National Women and Girls HIV/AIDS Awareness Day arrives on Saturday, March 10.
It is important to remember that when the AIDS epidemic first hit in the early '80s, it was believed to be white gay man's disease. In 1985, only 7 percent of people living and dying with the disease were women and girls.
Fast forward to 2012 and those rates have more than tripled.
According to the Centers for Disease Control and Prevention, the majority of HIV/AIDS cases are men, but in 2009, women accounted for 23 percent of new HIV/AIDS cases in the U.S. Of those women living with HIV/AIDS, about two out of three women and girls are African-American and most of those cases came from having unprotected sex with a man.
Biology plays a factor, not to mention the impact that gender oppression/violence and financial dependence on others has on increasing the risk of contracting HIV. The Office of Women's Health highlights other factors:
—Poverty — One in four African-American women lives in poverty, which is strongly linked to HIV risk. People living in poverty also get lower-quality health care in general, which can mean advancing from HIV infection to AIDS more quickly.

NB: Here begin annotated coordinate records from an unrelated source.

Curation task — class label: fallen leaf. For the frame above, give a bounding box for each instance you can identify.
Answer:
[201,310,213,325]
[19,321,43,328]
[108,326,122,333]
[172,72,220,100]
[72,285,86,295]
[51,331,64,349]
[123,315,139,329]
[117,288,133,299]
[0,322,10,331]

—Sexually transmitted infections (STIs) — HIV is most commonly spread to women through sexual contact. Untreated STIs that break the skin, such as genital herpes, give HIV easy access into the bloodstream. African-American women have high rates of many STIs.
—The number of people living with HIV (prevalence) in African-American communities and the fact that African-Americans are more likely to have sex with partners of the same race (compared to other groups) means that African-Americans face a greater risk of HIV infection with each new sexual encounter.
—Stigma, fear, discrimination, homophobia and negative perceptions about HIV testing can also place too many African-American women at higher risk. Many at risk for infection fear stigma more than infection. They may choose instead to hide their high-risk behavior rather than get counseling and testing.
—Lack of awareness of HIV status can affect HIV rates. Approximately one in five adults and adolescents in the U.S. living with HIV don’t know their HIV status. This translates to about 116,750 persons in the African-American community. Late diagnosis of HIV infection is common, which creates missed opportunities to obtain early medical care and prevent transmission to others. The sooner an individual is diagnosed and linked to appropriate care, the better the outcome.
While these statistics sound daunting, remember HIV/AIDS is preventable by taking extra precautions:
—Get tested regularly. One negative test doesn't mean you are OK for life. Continue to get tested every year.
—Use condoms every time, all the time when you are having anal and vaginal sex. And make sure to use a condom correctly.
—Educate yourself about the disease. The more you know the better. You cannot protect yourself from something if you don't understand what it is.